If a reasonably alert person wants to be exhilarated, she just has to read a little evolution. Think of it: a Jupiter flyby, emerging out of nothing. A few slavish chemicals producing damn near omnipotent brains That discovery is better than any drug, any luxury commodity, or any religion. Science should be enough to make any person endlessly well. Why do we need happiness when we can have knowing?

When she suggests that very few people are temperamentally capable of sharing his vision, he bites out his words.

Listen: Six hundred generations ago, we were scratching on the walls of caves. Now we’re sequencing genomes. Three billion years of accident is about to become something truly meaningful. If that doesn’t inspire us, we don’t deserve to survive ourselves.

When the camera stops, journalist and subject say goodbye without so much as shaking hands.

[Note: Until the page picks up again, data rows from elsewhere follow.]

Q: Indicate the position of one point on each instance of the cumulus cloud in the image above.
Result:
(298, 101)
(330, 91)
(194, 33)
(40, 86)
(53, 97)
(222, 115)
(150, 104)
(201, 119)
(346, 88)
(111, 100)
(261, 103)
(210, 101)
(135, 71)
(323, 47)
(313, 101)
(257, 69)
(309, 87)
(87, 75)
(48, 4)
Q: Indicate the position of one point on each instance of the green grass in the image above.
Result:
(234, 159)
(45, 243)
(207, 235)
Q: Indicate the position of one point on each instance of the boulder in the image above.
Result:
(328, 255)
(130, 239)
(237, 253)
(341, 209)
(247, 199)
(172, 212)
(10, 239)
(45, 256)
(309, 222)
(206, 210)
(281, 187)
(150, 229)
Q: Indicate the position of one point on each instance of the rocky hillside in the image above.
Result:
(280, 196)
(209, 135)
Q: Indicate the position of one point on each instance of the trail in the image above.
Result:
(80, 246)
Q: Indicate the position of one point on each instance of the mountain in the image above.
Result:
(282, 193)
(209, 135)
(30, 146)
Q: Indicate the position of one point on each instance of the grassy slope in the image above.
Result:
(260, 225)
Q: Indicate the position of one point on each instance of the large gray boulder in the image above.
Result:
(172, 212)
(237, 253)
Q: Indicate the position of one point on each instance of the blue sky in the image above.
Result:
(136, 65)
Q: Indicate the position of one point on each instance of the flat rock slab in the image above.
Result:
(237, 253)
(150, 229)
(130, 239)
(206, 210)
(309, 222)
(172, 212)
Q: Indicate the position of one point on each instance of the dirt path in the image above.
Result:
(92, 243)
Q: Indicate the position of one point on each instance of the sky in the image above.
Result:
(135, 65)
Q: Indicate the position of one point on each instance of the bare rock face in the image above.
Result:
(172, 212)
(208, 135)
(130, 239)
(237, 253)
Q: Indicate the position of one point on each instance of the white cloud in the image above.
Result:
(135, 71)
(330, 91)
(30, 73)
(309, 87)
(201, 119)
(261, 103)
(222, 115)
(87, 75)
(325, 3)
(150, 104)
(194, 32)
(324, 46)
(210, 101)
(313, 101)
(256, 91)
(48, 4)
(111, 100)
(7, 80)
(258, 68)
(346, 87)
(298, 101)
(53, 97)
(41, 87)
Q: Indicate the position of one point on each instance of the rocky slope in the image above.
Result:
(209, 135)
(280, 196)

Saint Augustine, the old Berber, once wrote, Factus est Deus homo ut homo fieret Deus: God became man so that man might become God. He also said, even more popularly, Dilige et quod vis fac: Love, and do as you wish. But that was before our abilities so far outstripped our love.

Oona decides on a follow-up show long before the demands for one start swelling. Dr. Sidney Green, afraid of the legal repercussions of anything he might say in public, hedges until his accountants run spreadsheets on all the possible scenarios and his lawyers devise an unbeatable game plan. Thomas Kurton is ready in a heartbeat for a second chance.

But when Oona’s people try to contact Thassadit Amzwar, they discover what the wired world has known for two days: Jen has gone missing. She can’t be raised by any medium. A continuous vigil outside her Mesquakie dorm attests that nothing remotely resembling a five-foot-one North African woman has come anywhere near the building. The bandwidth swarms with so many flavors of rumor that the police begin to make inquiries. The school has no idea of her whereabouts. Kurton swears he’s had no communication with her since their joint TV appearance. No one comes forward with any further information.